Tout ou presque est en arrêt après le grave incendie du 31 Mai dernier à la Sonara. Après concertation et évaluation des dégâts, la reprise des activités est prévue pour des « brefs délais », précise le communiqué du gouvernement.

Des barres de fer à même le sol. Des installations recouvertes de cendre. Des bureaux fermés. Une activité à la traine. Telle est la situation qui prévaut ce 03 Juin 2019, au siège de la Sonara à Limbe. Après la visite des flammes dans ses installations le Vendredi 31 Mai dernier aux alentours de 22heures, la paralysie est certaine. Preuves évidentes de la violence des dégâts enregistrés sur le site. Ce qui a donc mobilisé l’ensemble du gouvernement, au cours du weekend écoulé, pour tenter d’apporter des réponses aux préoccupations que suscitait cet incendie auprès de l’opinion publique nationale, mais aussi, de trouver les pistes de relance pour une sortie de crise sans turbulences. Au terme de sa concertation du 02 Juin dernier, le gouvernement tente donc de rassurer en ces termes : « Les dispositions sont prises pour l’approvisionnement continue de l’ensemble du territoire national en produit pétrolier, et la remise en état, des unités de productions dans les plus brefs délais. »

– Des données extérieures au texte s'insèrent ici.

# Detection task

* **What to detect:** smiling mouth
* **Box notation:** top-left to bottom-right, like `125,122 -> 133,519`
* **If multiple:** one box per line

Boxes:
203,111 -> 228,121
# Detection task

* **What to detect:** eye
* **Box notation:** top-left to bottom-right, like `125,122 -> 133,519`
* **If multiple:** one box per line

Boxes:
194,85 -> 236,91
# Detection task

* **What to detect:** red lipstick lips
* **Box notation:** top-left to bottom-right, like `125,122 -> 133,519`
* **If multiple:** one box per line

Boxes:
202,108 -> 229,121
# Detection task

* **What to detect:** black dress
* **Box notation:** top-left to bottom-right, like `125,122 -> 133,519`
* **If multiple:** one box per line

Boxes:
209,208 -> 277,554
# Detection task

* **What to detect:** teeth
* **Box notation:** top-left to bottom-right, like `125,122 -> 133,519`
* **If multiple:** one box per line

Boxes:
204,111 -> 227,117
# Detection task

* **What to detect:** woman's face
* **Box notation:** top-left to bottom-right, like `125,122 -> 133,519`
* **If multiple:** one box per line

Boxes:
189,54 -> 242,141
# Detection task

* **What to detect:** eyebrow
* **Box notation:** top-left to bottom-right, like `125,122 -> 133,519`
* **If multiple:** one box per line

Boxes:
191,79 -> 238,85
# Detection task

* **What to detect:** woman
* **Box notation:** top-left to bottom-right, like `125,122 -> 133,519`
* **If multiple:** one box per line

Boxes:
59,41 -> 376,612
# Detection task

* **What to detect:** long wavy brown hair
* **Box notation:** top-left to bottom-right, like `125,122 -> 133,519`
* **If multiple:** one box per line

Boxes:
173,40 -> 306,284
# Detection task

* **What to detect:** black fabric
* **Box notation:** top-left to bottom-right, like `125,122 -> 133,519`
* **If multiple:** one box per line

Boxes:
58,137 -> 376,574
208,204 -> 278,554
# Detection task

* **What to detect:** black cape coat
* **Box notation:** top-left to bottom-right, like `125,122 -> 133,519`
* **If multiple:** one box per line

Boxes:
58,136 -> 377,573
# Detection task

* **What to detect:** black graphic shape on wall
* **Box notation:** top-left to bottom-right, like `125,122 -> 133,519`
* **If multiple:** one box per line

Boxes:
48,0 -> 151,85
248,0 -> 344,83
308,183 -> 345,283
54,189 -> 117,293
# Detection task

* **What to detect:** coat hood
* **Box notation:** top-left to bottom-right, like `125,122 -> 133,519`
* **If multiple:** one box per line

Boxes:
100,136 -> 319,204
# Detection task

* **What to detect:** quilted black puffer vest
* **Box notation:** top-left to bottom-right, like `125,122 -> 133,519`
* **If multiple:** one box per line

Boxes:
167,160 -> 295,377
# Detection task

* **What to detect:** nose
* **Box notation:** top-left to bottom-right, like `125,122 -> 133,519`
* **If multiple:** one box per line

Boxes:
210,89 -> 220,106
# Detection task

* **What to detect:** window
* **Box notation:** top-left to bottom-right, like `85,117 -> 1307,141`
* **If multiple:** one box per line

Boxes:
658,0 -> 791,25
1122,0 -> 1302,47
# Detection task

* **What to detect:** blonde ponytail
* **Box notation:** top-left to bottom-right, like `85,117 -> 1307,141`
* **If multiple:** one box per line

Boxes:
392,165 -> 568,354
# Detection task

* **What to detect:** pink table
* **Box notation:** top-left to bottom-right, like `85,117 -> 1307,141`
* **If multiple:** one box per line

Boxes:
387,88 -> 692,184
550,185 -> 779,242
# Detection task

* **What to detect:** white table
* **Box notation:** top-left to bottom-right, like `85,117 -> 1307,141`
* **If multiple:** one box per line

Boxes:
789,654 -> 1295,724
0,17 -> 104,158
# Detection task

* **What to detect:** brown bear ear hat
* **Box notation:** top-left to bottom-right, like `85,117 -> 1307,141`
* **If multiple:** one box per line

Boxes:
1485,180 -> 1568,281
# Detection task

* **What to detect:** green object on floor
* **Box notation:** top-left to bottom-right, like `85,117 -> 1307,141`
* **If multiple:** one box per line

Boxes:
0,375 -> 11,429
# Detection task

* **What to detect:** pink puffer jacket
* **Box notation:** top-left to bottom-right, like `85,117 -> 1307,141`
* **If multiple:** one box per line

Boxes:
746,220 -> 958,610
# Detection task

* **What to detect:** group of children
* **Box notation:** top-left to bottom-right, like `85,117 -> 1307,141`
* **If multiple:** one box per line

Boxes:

A l’heure qu’il est, aucune idée précise sur la reprise effective des activités à la Sonara n’est envisageable, rien non plus au sujet de l’estimation sur le coût global des travaux à effectuer n’est possible, le communiqué étant resté muet sur ces questions, personne ne sait donc rien de ce qui adviendra au cours des jours à venir. En revanche, le projet d’extension et de modernisation de la Sonara entamé depuis 2010, pourrait bien prendre un sérieux coup, malgré les prescriptions du Président de la République, relayées par le communiqué du gouvernement en ces termes : « Le Chef de l’Etat a donné des instructions fermes afin que ce malheureux incident n’est pas d’impacts négatifs sur la population riveraine et pour que le projet d’extension et de modernisation de la Sonara se poursuive normalement ».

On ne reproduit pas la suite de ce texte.